Data Center Meltdown

Last week, the host that I’ve been using for our production server (ServerBeach) had a catastrophic failure that brought down their entire data center. Apparently, a power failure in Virginia caused the host to switch to battery backup. Battery backup powers the servers and networking equipment, but NOT the air conditioners. Then the switch to connect the data center to the backup generators failed to function. As the system ran without air conditioning, temperatures in the data center soared, quickly reaching the point where there was a danger of hardware failure.


The ServerBeach team reacted quickly and did the only responsible thing in the circumstances: they shut down the data center. Their version of events are here
The timing from Uzanto’s perspective could not have been worse: we were in the middle of a critical exercise with a very important client. It was incredibly important for us that it go off without a hitch. This was a hitch, a big embarrassing one. As the message boards on ServerBeach filled up with angry complaints and accusations, and the (thankfully understanding) phone calls from the client came in, I made cell phone calls to our Indian dev team and woke them up.

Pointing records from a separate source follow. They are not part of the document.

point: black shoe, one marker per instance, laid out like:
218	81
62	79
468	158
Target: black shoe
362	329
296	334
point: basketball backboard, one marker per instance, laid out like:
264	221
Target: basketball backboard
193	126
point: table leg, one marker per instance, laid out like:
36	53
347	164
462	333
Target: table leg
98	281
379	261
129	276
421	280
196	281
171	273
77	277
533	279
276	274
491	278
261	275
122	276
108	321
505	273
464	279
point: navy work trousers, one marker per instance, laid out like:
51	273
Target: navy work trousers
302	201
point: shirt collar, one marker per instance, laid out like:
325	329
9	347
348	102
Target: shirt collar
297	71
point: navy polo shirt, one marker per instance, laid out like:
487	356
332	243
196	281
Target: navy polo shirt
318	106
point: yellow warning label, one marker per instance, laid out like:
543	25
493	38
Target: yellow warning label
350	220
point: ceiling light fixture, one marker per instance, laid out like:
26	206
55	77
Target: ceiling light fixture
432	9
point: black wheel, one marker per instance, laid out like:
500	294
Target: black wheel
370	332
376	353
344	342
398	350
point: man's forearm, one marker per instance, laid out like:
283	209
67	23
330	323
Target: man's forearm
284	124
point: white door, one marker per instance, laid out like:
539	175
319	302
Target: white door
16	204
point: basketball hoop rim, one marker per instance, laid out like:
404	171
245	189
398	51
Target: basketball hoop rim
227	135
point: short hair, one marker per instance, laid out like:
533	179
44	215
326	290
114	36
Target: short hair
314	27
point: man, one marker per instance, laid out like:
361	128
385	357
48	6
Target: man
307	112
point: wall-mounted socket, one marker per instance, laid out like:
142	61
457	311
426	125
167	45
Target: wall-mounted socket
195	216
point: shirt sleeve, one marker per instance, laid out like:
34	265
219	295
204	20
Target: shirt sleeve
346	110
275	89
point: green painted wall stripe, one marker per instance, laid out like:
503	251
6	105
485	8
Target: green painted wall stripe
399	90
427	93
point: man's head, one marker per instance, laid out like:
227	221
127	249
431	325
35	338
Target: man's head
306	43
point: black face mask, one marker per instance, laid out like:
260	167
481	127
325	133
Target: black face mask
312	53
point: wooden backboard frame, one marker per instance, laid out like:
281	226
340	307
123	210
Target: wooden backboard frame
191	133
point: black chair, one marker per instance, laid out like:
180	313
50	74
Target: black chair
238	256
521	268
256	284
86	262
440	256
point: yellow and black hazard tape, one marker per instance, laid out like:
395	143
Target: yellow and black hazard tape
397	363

In a 2 AM (IST) Skype conference call, we decided to
a)Immediately prep our test server with the production quality code, in the event that the data center did not come back online.
b)monitor serverbeach closely and get the system up again the second the data center went back up, and
c)pull the trigger on a high-end managed host to minimize the risk of data center failures in the future.
d)look into architectures that can survive a data center failure (I’m especially interested in using DNS for this: I’ll blog about this in the coming weeks)
Once external power was restored, it took ServerBeach a few hours to restart their data center. Then a second power failure caused the exact same thing to happen again! Thankfully, the recovery period was shorter the second time around, but it was still a couple of hours before network speed was back to normal. We were lucky and our server recovered quickly from the second outage, but some poor bastards didn’t get their servers online until days afterwards.
I don’t blame ServerBeach for the outage: they don’t bill themselves as being a top-of-the line hosting company, but as the best cheap dedicated hosting provider. Their post-mortum of the outage is here.
But it seems clear to me that a higher-end host would have been (I hope!) more likely to have tested the switch that connects the generator to the data center. The data center failure made me look like an amateur to my client, something that is acceptable in a free service but is completely unacceptable in the context of providing a b2b service to an enterprise client.
I’ve already switched to a host that I’m much happier with. For now I’m keeping my ServerBeach machine: as we grow Project X, we’ve quickly found the need for a demo server that we can show our latest code to clients with. The moral of the story: don’t be cheap: in business, you usually get what you pay for.